New report shows CT still lags the nation in personal income growth
Personal income surged nationally this year in a way not seen since 2011 — but growth in Connecticut still lagged most of the nation, according to a new analysis from Pew Charitable Trusts.
Personal income in the U.S. rose by 2 percent in the first quarter of 2019 compared with the same three-month period in 2018. Connecticut’s growth was only about one fourth of that.
More importantly it marked the second consecutive quarter that personal income grew in all 50 states — a benchmark not reached in eight years, according to Pew analysts.
Personal income includes wages and interest earnings, income from rent and public assistance programs — but not capital gains — This is an important distinction, especially in Connecticut and other northeastern states with economies heavily reliant on investments and financial services. For example, nearly one-third of all Connecticut state income tax receipts come from quarterly filings, which are heavily influenced by capital gains and dividends.
Still, personal income is an important benchmark that shows changes in most of the earning capacity for a significant portion of the population.
Twenty-four states tied or exceeded the national average growth rate of 2 percent led by West Virginia, where personal income rose 4.3 percent between the first quarter of 2018 and the first three months of 2019.
But over the same period, growth in Connecticut was just 0.6 percent, tied with New York for 48th, only Rhode Island (0.3 percent) and New Hampshire (0.2 percent) ranked lower.
“It kind of mirrors what we’ve been saying to policymakers: Our growth still hasn’t been measuring up to the rest of the country,” said Joseph F. Brennan, president and CEO of the Connecticut Business and Industry Association.
Brennan added that while there are good things happening with Connecticut’s economy, “when you look at the macro numbers, we’re not keeping pace.”
Economist Fred Carstensen, who heads the University of Connecticut’s economic think-tank, said this state still is feeling the effects of the first few years after the last recession ended.
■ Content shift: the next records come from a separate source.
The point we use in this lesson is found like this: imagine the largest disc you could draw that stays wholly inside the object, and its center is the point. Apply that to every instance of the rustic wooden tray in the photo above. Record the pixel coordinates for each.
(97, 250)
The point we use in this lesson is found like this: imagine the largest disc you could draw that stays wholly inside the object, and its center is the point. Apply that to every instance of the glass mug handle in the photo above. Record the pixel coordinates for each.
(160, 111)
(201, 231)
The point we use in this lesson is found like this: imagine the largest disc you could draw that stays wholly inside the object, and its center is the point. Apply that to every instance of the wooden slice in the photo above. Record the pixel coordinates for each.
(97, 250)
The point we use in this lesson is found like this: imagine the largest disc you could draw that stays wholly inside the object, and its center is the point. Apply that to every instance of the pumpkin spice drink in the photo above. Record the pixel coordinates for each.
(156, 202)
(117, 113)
Between 2010 and 2014 Connecticut badly lagged the nation, not only in jobs recovered, but also in wages regained.
In other words, the state lost many high-paying jobs during the recession, particularly in key areas like financial services and advanced manufacturing, and replaced them with lower paying service jobs.
“We haven’t recovered yet, in real terms, in jobs or in output,” Carstensen said. “This recovery has been extraordinarily weak.”
According to Pew analysts, Connecticut ranks dead last among states in personal income growth between the fourth quarter of 2007 — just before the last recession began — and the first quarter of this year.
While the nation has averaged 1.9 percent growth over this period, Connecticut is up just 0.8 percent.
“There is no question Connecticut has struggled to recover from the Great Recession,” said Office of Policy and Management Secretary Melissa McCaw, Gov. Ned Lamont’s budget director. “Even as our state’s private sector has recovered all of the jobs lost during that contraction, the data has shown that we have replaced the lost higher-wage jobs with lower-wage positions, which would stymie a measure such as growth in personal income across our entire state.”
McCaw added that “our work is not done. We must focus our efforts on making our state a place where businesses can grow and thrive, where we can provide a pipeline of talented employees, and where our public and private universities and community colleges produce the next generation of employees with the specialized skills our businesses need. We need to continue to invest in workforce development, whether it is providing training to someone pursuing a new career, supporting growth in Advanced Manufacturing Technology Centers, creating a fertile environment for investment in startups, and increasing access to and opportunity for education beginning with preschool.”
Don Klepper-Smith, an economist with DataCore Partners, said even as Connecticut’s recovery began to pick up steam in 2015 and later, it hasn’t been enough to overcome all of the problems during the last recession and the initial years of sluggish recovery,
“Jobs create income, spending and consumer confidence and those linkages play out over time.” said Klepper-Smith, who was Connecticut’s chief economic advisor under former Gov. M. Jodi Rell.
“Job numbers drive the income numbers,” he said, adding that Connecticut is one of just two states that still hasn’t recovered all jobs lost during the last recession.
And while Klepper-Smith and Carstensen both said Connecticut is at risk of slipping into recession over the next year, Carstensen added this state still has some positive economic momentum in one key area.
“There may be a silver lining in that we are real strong in the defense industry and they are ramping up right now,” he said, referring to job growth at Electric Boat in Groton, Pratt and Whitney in East Hartford and Sikorsky Aircraft in Stratford. “This could carry us a long way.”